The two women ignored him as they giggled. “You know, you may think this strange,” panted Sarah Jane. “But, sometimes, I think he still raids my biscuit tin, when I’m not around. Just pops in, like, as if I’m the corner shop, and my kitchen is the biscuit aisle.

Martha squealed with laughter, leaning into Sarah Jane for support. “That’s… because…” she wheezed out eventually. “He does!”

The two collapsed into another fit of mirth, and the Brig threw a look at the heavens. “Are you two quite finished now?”

Sarah Jane wiped the tears from her eyes. “Yes, yes, we're finished… besides, it's nothing that a cup of tea won’t solve!”

It was enough to set Martha off again, which, of course, set Sarah Jane off, and the Brigadier muttered something under his breath about ‘the Doctor’s damned women’ as he strode to the door, and whipped it open. His aide, who’d had his ear pressed to the door, fell into the room.

“Sir!” he said, scrabbling to his feet.

The Brigadier eyed him coldly “Tea!” he roared, “Get it, now!”


“You heard me, man…and don’t let me catch you doing that, again!”

“Sir, yes, Sir!” he said, backing away.

The Brigadier’s voice caught him, just as he made it to the outer door. “Oh…and Jameson?”

“Yes, Sir?”

“See if you can scrounge up some cheese and crackers, I’m feeling a little peckish, all of a sudden.”


His face grim, the Brigadier turned to look at the two women; but a glint of humour in his eyes gave the game away. “You two finished?”

“Yes, we’re done,” Sarah Jane said, as she slowly sobered

“Right then, this laser screwdriver thing, what do we do with it?” The Brigadier peered at the object in Martha’s hand. “Perhaps we could give it to the physics department, let them have a bash at reverse engineering—”

“No!” Martha said.

The Brigadier raised an eyebrow at the sharpness of her tone. “Why not? Something like that might come in handy, you know.”

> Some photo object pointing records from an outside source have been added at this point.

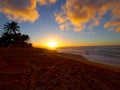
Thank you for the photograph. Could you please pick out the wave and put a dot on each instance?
(107, 55)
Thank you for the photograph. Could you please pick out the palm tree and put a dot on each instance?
(11, 27)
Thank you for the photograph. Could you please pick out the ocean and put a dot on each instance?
(102, 54)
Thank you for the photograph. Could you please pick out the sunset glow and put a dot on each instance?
(52, 44)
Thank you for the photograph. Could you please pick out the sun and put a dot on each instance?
(52, 44)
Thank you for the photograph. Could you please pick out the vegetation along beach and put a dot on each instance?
(59, 44)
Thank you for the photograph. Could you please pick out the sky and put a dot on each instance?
(68, 22)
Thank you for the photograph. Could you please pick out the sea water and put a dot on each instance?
(102, 54)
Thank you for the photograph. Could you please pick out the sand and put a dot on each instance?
(39, 69)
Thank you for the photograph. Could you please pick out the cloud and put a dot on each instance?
(46, 2)
(82, 14)
(22, 10)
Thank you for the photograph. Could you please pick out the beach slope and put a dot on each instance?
(39, 69)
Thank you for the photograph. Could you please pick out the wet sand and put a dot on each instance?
(39, 69)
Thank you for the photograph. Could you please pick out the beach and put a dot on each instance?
(41, 69)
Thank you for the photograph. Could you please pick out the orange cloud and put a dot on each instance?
(81, 14)
(22, 10)
(46, 2)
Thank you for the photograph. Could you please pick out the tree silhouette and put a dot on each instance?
(11, 27)
(13, 38)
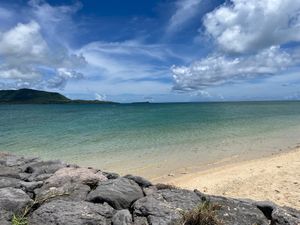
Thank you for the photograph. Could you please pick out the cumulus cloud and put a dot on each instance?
(251, 25)
(219, 69)
(249, 37)
(100, 97)
(128, 60)
(185, 11)
(29, 58)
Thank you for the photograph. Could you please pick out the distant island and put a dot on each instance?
(31, 96)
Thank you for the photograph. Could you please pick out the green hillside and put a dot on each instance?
(30, 96)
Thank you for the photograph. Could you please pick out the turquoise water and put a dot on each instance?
(141, 138)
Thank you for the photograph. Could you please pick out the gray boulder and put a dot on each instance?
(12, 172)
(13, 200)
(166, 206)
(140, 220)
(139, 180)
(30, 186)
(122, 217)
(9, 182)
(88, 176)
(285, 216)
(68, 191)
(42, 167)
(9, 160)
(69, 213)
(119, 193)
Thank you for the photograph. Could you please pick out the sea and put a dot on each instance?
(151, 140)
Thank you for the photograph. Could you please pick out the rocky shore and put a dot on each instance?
(36, 192)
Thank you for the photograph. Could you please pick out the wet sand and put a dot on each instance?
(275, 178)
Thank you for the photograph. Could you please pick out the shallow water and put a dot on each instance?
(149, 139)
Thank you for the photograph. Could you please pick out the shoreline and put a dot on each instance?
(274, 178)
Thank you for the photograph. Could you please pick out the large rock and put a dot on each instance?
(70, 213)
(166, 206)
(9, 160)
(40, 168)
(119, 193)
(70, 183)
(9, 182)
(13, 200)
(139, 180)
(68, 191)
(122, 217)
(13, 172)
(86, 176)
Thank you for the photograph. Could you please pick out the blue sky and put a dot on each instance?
(152, 50)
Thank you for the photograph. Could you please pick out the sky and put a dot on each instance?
(153, 50)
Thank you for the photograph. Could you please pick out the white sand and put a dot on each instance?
(275, 178)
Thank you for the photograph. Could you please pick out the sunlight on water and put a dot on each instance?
(144, 137)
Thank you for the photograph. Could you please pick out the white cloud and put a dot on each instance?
(24, 41)
(219, 69)
(128, 60)
(30, 58)
(251, 25)
(185, 11)
(100, 97)
(5, 13)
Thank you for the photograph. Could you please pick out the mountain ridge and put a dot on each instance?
(32, 96)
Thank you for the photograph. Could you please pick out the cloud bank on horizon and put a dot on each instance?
(184, 50)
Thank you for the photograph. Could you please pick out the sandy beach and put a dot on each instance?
(275, 178)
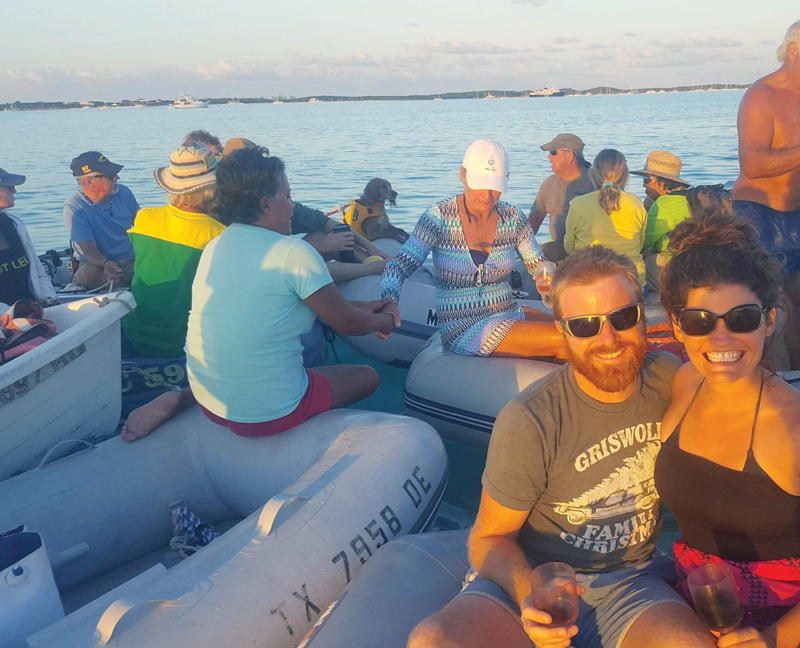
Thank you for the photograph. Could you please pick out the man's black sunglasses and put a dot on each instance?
(589, 326)
(697, 322)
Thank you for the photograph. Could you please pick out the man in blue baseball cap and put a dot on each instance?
(98, 218)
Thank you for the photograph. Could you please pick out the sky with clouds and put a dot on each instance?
(58, 50)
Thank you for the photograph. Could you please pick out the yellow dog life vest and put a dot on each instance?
(354, 214)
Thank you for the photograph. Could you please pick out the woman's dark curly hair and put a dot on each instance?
(243, 179)
(712, 249)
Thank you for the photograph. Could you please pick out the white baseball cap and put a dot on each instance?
(486, 162)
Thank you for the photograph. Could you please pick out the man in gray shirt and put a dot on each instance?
(569, 477)
(570, 179)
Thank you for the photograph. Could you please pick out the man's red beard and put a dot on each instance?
(609, 377)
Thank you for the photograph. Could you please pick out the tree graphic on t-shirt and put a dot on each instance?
(628, 489)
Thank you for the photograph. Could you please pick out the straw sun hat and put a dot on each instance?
(664, 165)
(190, 168)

“It’s just not a… good idea,” Martha said. “The Master put a lot of information into it, things left well enough alone. It definitely could do more harm than good…trust me on this.”

Sarah Jane gave Martha a piercing look. “There’s more to the story, isn’t there?” she said. “I saw what happened on TV; the Master proclaiming his name, killing the president, those things appearing…?”

“The Toclafane,” Martha said softly. “They were called the Toclafane.”

“What were they, exactly?”

“Trust me, you don’t want to know.”

Silence fell in the room, as the three looked at each other.

“Some things don’t change,” Sarah Jane murmured.

“It seems not,” the Brigadier sighed.

“I’ll give it to the Doctor,” Martha decided.

“You have a way of contacting him?” Sarah Jane asked, her voice deceptively casual.

A ghost of a smile crept back onto Martha’s face. “I have something even better,” she said.

Sarah Jane folded her arms, and gave her a mock glare. “Oh yes? And what is that, do tell?”

“A cookie jar.”

“Oh good grief,” the Brigadier muttered, as the two fell into another fit of giggles. "As if one wasn't bad enough.”